In The Marketplace of Revolution (2004), T. H. Breen reinterprets the American Revolution within the framework of his answer to the question, “What made it possible for the American colonists to transcend their myriad divisions and disagreements and come together as a single people in opposition to England?” His answer is that their shared experience as consumers of British goods both gave rise to their grievances and provided them with a means to unite and prove their loyalty to the new “imagined community” of Americans. The first claim is familiar: Parliament stoked discontent in the colonies by imposing numerous regulations and taxes on commodities that Americans imported.
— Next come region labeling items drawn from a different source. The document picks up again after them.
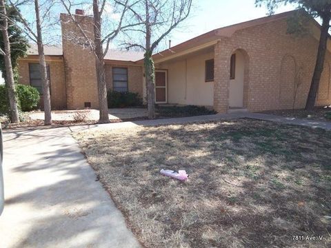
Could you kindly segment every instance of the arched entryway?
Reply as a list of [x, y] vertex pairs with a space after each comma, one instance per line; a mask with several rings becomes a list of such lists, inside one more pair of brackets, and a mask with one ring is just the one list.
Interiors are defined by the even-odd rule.
[[229, 108], [248, 107], [248, 56], [242, 49], [231, 55], [229, 85]]

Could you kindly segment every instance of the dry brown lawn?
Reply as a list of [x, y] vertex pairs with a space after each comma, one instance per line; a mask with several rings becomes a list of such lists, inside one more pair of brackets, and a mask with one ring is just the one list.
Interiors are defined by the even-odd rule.
[[147, 247], [331, 245], [331, 132], [241, 119], [75, 137]]

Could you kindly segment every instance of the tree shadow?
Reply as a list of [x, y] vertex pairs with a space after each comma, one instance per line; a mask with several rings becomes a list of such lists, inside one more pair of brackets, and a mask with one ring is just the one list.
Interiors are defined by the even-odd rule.
[[[137, 229], [136, 216], [143, 213], [148, 224], [164, 227], [164, 239], [180, 232], [194, 247], [330, 245], [330, 132], [241, 119], [81, 142]], [[189, 181], [164, 177], [162, 168], [185, 169]], [[134, 209], [124, 195], [138, 203]], [[297, 241], [292, 235], [324, 239]]]
[[138, 246], [68, 129], [16, 130], [4, 137], [1, 245]]

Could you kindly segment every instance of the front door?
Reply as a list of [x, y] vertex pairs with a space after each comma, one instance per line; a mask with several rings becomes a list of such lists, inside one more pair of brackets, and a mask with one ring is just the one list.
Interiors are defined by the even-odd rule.
[[167, 103], [167, 71], [155, 72], [155, 103]]

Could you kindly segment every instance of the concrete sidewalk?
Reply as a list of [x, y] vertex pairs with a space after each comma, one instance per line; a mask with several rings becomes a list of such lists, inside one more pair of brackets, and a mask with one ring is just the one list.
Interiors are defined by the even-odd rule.
[[3, 136], [0, 247], [140, 246], [68, 127]]
[[331, 122], [319, 121], [316, 120], [301, 119], [292, 117], [284, 117], [272, 114], [259, 113], [239, 112], [233, 114], [217, 114], [190, 117], [170, 118], [156, 120], [127, 121], [123, 123], [77, 125], [70, 127], [72, 132], [85, 130], [106, 131], [119, 128], [130, 129], [135, 127], [148, 127], [159, 125], [185, 124], [190, 123], [201, 123], [220, 120], [230, 120], [234, 118], [248, 118], [261, 121], [274, 121], [283, 124], [297, 125], [312, 128], [319, 127], [331, 130]]

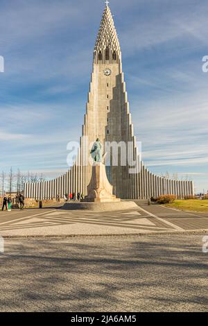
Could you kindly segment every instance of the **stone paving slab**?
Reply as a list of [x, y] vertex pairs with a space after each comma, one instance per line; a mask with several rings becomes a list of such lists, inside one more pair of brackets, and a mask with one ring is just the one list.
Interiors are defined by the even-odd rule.
[[1, 311], [207, 311], [203, 234], [6, 239]]
[[106, 212], [64, 211], [59, 208], [1, 212], [0, 234], [83, 236], [208, 230], [207, 218], [180, 213], [158, 205], [144, 205], [134, 209]]

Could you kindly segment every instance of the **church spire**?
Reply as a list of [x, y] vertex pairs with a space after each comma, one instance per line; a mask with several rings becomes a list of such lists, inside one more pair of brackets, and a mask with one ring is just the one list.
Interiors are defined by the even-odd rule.
[[119, 41], [109, 2], [106, 1], [94, 48], [96, 63], [118, 62], [121, 54]]

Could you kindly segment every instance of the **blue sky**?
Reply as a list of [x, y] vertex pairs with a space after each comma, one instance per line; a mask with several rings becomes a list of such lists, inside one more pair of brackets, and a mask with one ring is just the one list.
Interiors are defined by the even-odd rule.
[[[48, 178], [78, 141], [103, 0], [0, 0], [0, 171]], [[207, 0], [112, 0], [137, 141], [150, 170], [208, 189]]]

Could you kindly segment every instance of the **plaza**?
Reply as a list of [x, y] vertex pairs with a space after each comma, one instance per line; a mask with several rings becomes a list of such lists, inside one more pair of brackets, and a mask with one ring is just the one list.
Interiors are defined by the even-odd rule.
[[208, 214], [139, 205], [1, 212], [0, 310], [207, 310]]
The second claim is original to Breen: the “consumer revolution” of the mid-eighteenth century first went a long way toward culturally homogenizing America, and then later, in the late 1760s and early 1770s, it made possible the colonial boycott of British tea and other goods, which provided ordinary people with the means of proving their commitment to the revolution -- indeed, of getting involved with it at all -- and thus of coming to trust each other during the political fight with England. Thus, the consumer boycott, which Breen credits Americans with inventing, was a necessary condition of the Revolution. By participating in it -- that is, by sacrificing the private pleasures of drinking tea and buying British products for the sake of achieving a common political goal -- colonists effectively created and identified with the new community of ‘Americans,’ and so created the revolution. [Breen likely overestimates the importance of the boycott, however.]
Breen devotes the first part of his book to an analysis of the consumer revolution itself. He shows how it came about and what its social ramifications were. Within three or four decades, people of almost all classes went from living the simple life to living the fashionable life, so to speak: even the lower classes insisted on buying new and colorful goods from England, including trendy clothes and, of course, tea. External distinctions between the upper and lower classes began to break down, and a democratic, liberal consciousness of consumer rights prevailed everywhere. Conservative moralists lamented that one could no longer tell who was a commoner and who a gentleman or lady: they all looked similar. In short, consumption-patterns that ordinary people would previously have considered luxurious became necessary, a necessary component of the good life. This fact is what made their voluntary boycotts of tea and other products during the constitutional crisis with Britain such a powerful statement.
The second part of the book explains in detail the role of massive boycotts in preparing the nascent nation for revolution. As Parliament was passing and repealing in succession the laws and taxes that its colonial subjects found so onerous and insulting (given their lack of political representation), Americans realized that their greatest source of power with respect to England was as consumers of its exports. Due to its size, the American market was extremely important to England. The colonists decided to leverage their economic power to influence Parliament’s policies. Breen traces Americans’ first tentative steps in the late 1760s toward organizing consumer boycotts and shows how the populace grew increasingly radicalized year by year -- up to 1775 -- as its boycotts became more ambitious. The politicization of consumer choice achieved through boycotts was essential to this process of radicalization in that it injected politics even into the domestic sphere; not only men but women were compelled to identify with America, to adopt its cause as their own, by foregoing the pleasures of British goods. By 1776, ordinary colonists had thus constructed a new political identity for themselves.